A estimativa é receber em torno de 2 milhões de visitantes durante a celebração, patamar inferior aos cerca de 2,5 milhões da edição passada, segundo Rosa Helena. “É um resultado excelente diante de tudo que houve”, diz.
De maio a julho, auge da crise, a economia de Gramado e região deixou de faturar R$ 500 milhões com a paralisação do aeroporto, estima Claudio Souza, presidente do SindTur Serra Gaúcha, que representa negócios como hotéis, bares, restaurantes e parques temáticos.
Ele diz que, apesar do “recomeço um pouco tardio”, a situação está melhorando. “O consumidor de fora da região Sul está vindo. A gente já sente esse efeito”, afirma.
Conforme Souza, a perspectiva dos hotéis é fechar o mês de novembro com uma ocupação média de 65% a 70%, subindo para a faixa de 70% a 75% em dezembro. No feriado de 15 de novembro, esse percentual chegou a 83%, aponta o dirigente empresarial.
“Até o aeroporto reabrir sentíamos as pessoas receosas em comprar passagens. Agora já há um movimento de mais confiança e segurança”, diz Jéssica Piffer, secretária-executiva da Abrasel (Associação Brasileira de Bares e Restaurantes) na região das Hortênsias, que inclui Gramado.
Considerando voos nacionais com destino a Porto Alegre de 21 de outubro a 31 de dezembro, o preço médio das passagens aéreas, em classe econômica, estava em R$ 1.610 (incluindo a volta), segundo dados levantados pela plataforma Kayak em outubro.
A concessionária Fraport, responsável pelo Salgado Filho, disse à Folha que o terminal recebeu 363 mil passageiros de 21 de outubro a 14 de novembro e 120 mil de 15 a 21 de novembro. A empresa não detalhou os números de iguais períodos de 2023.
No início deste mês, o perfil oficial do aeroporto no Instagram estimou em 428 mil o número de viajantes que deveriam passar pelo local ao longo de novembro.
Trata-se de um contingente em torno de 33% menor do que o contabilizado pela Anac (Agência Nacional de Aviação Civil) em voos domésticos em novembro do ano passado (638,7 mil).
O comerciante Anderson Garuzzi, 33, está entre os turistas de fora da região Sul que aproveitaram o retorno do Salgado Filho para conhecer Gramado.

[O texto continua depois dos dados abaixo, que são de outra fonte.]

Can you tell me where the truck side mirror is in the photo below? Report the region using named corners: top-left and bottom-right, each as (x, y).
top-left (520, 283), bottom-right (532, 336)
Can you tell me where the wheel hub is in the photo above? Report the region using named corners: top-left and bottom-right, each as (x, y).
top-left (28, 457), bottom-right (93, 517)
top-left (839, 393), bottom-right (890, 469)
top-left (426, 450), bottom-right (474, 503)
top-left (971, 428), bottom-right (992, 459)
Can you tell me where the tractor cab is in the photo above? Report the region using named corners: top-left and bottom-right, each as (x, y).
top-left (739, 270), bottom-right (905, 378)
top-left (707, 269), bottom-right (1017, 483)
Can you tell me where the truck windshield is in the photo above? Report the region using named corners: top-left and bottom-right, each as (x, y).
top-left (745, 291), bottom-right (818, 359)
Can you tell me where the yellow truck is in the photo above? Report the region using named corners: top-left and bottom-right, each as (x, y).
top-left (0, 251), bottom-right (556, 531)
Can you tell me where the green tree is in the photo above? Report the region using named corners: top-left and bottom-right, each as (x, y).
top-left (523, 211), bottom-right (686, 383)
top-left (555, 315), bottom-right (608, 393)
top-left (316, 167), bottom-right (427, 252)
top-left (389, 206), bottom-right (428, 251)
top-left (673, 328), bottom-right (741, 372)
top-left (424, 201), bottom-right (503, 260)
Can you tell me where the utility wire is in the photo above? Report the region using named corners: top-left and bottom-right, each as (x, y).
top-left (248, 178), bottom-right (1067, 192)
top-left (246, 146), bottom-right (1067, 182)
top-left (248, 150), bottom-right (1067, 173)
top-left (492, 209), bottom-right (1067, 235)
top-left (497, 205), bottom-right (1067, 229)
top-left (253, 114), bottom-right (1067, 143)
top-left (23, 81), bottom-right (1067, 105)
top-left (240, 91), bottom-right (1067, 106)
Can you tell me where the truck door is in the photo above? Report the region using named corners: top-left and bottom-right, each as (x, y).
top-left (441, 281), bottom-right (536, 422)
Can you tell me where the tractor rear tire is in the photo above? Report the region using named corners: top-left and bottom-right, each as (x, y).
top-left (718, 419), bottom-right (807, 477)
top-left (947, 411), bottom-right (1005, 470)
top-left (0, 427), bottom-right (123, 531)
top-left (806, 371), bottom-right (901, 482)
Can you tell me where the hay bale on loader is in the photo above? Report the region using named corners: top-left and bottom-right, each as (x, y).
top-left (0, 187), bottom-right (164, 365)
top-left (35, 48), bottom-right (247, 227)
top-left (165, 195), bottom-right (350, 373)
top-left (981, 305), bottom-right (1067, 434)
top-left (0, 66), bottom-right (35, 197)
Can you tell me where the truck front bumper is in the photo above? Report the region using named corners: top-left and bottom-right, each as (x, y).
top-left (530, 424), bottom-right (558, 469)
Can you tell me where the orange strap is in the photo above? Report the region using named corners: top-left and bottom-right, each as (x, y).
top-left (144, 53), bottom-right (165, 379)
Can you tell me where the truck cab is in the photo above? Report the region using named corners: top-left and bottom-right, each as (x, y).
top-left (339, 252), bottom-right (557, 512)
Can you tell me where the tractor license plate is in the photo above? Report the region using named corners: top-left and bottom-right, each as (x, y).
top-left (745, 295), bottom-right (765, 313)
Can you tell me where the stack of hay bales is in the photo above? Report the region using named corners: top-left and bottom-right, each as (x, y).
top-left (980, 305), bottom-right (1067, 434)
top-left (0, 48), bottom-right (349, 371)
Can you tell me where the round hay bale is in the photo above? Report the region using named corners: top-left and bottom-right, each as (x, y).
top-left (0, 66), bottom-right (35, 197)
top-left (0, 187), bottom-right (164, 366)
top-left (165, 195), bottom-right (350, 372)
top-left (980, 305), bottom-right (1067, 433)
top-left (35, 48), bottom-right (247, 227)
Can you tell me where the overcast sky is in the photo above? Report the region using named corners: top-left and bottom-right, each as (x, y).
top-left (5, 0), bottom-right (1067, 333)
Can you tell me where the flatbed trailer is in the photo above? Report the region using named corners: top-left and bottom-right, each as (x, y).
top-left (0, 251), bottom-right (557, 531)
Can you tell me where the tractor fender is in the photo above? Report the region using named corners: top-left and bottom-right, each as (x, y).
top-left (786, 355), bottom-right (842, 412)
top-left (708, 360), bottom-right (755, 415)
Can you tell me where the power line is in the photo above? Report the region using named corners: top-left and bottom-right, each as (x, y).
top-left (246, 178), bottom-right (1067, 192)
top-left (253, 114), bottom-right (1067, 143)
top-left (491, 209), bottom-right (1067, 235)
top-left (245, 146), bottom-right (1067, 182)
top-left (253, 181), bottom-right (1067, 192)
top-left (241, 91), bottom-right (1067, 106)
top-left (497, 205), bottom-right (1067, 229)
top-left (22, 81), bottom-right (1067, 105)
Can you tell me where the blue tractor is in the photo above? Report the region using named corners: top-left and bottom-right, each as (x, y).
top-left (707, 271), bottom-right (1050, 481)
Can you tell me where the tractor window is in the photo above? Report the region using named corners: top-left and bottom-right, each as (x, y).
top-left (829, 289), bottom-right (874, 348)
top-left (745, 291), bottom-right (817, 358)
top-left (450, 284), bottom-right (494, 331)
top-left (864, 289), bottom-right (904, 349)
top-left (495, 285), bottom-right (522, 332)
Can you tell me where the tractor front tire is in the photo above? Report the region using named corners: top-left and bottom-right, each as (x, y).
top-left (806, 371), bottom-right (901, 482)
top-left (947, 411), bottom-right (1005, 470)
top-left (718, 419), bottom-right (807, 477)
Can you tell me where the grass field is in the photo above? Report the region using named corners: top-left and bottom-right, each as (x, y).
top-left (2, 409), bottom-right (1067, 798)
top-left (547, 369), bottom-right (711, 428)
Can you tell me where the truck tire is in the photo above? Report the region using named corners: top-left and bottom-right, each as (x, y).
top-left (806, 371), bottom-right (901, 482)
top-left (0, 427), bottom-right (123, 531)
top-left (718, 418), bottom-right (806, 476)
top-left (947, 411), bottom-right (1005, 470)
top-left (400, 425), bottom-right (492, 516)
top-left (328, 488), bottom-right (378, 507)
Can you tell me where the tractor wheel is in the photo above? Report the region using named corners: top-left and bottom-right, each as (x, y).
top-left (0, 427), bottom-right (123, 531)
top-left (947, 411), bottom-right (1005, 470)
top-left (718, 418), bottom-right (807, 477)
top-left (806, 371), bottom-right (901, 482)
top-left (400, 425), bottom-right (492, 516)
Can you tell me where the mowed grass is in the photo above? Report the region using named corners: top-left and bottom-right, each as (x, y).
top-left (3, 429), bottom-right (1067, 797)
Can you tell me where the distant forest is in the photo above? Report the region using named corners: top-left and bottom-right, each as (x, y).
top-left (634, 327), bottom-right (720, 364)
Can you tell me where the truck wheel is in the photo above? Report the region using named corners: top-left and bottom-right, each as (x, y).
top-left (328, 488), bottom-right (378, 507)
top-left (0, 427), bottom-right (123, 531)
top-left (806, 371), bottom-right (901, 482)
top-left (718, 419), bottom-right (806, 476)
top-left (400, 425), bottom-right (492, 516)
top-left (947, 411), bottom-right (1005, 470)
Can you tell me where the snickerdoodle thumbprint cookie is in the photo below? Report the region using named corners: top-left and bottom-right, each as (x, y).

Ele saiu de Vitória, no Espírito Santo, para visitar a cidade gaúcha no início de novembro com a esposa e o filho. A família fez conexão em São Paulo e, após chegar a Porto Alegre, alugou um carro até Gramado.
“A cidade está muito bacana, bem legal”, disse. “O preço é um pouco salgado, mas é normal”, acrescentou.
Para tentar estimular o turismo no Rio Grande do Sul, o governo estadual lançou uma campanha após as enchentes históricas.
“O turismo é muito relevante para a economia gaúcha, movimentando uma expressiva cadeia de emprego e renda e impactando empreendedores e trabalhadores que precisam recuperar o fôlego e voltar a sonhar”, escreveu o governador Eduardo Leite (PSDB) em artigo publicado na Folha em outubro, quando o Salgado Filho foi reaberto.
“Quem vier encontrará um local diverso em gastronomia, cultura e belezas naturais. Gramado é o nosso cartão postal mais famoso, mas há muito mais”, acrescentou o tucano na ocasião.
Maria Geisa Pereira da Silva, 26, está entre os trabalhadores que tiram o sustento do turismo no município gaúcho. Natural de Recife, ela é atendente de uma loja que vende lembranças de Gramado, como canecas, chaveiros e ímãs.
Na definição de Maria Geisa, a cidade estava um “breu” sem os visitantes que usam o Salgado Filho.
“Todo mundo estava na expectativa. É certo que agora está melhorando. Antes, era gente daqui do Rio Grande do Sul e de Santa Catarina que estava vindo. Agora, tem de outros lugares também.”